Gunakanlah media sosial untuk menebar kebaikan;  memberi motivasi kepada orang lain serta berupaya menggerakkan hati seseorang untuk menjadi lebih baik ketika membaca tulisan kita baik secara online maupun secara offline. Gerakan tersebut lebih baik dan mampu menjadi amal jariyah bagi penyebarnya.

Pemuda cerdas, akan selalu menggali dan memperluas wawasannya. Bisa  dimulai dengan melakukan aksi tukar pikiran dalam sebuah kelompok, serta mengadakan sosialisasi maupun seminar. Berperan aktif dalam penanggulangan  masalah agama, bangsa dan negara, -memberantas radikalisme–.

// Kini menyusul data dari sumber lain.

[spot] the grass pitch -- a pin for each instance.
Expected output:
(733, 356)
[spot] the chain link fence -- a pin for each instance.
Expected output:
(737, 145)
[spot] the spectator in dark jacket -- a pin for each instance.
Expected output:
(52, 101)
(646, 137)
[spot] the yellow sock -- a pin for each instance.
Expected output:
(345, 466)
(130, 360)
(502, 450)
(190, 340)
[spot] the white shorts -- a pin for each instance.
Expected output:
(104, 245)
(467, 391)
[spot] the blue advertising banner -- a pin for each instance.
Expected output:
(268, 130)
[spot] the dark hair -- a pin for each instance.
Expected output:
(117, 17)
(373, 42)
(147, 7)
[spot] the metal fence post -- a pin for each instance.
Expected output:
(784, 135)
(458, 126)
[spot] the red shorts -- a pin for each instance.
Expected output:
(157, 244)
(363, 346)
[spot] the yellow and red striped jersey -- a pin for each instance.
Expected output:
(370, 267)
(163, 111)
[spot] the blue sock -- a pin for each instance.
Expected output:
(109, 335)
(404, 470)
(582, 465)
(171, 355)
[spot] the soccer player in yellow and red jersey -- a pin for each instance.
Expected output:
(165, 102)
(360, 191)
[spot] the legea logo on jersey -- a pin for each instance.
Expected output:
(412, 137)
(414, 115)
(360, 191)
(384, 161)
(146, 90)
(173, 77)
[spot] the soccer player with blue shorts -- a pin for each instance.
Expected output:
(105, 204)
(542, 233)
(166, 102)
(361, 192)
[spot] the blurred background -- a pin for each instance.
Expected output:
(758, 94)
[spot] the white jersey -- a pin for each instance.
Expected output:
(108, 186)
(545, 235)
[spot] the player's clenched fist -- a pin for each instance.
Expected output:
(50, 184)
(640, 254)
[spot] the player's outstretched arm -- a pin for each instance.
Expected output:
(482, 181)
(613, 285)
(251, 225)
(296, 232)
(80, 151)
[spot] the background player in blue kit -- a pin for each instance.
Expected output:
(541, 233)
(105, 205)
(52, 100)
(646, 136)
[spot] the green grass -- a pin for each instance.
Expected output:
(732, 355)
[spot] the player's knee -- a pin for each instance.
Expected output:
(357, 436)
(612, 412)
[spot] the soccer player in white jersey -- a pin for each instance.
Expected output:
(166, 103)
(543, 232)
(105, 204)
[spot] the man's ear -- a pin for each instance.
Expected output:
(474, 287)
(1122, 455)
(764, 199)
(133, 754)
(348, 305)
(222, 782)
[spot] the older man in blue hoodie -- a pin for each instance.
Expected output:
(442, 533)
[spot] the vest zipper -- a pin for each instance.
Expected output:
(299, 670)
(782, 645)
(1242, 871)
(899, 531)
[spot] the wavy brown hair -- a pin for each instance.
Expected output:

Indonesia haruslah kembali merajut persatuannya. Berhati-hatilah dengan ujaran kebencian yang menginginkan kehancuran. Radikal tak selalu berkonotasikan negatif, seperti halnya pemuda bangsa yang berfikir radikal dalam mewujudkan kemerdekaan.

Tidak ada yang sulit dalam melakukan perubahan, kita hanya membutuhkan niat, nekad, usaha dan doa. Keluarlah dari zona nyaman untuk merasakan indahnya perkembangan zaman. Perbedaan tak kan lagi menjadi boomerang, bahkan perbedaanlah yang menyatukan. Hidup toleran, ciptakan perdamaian.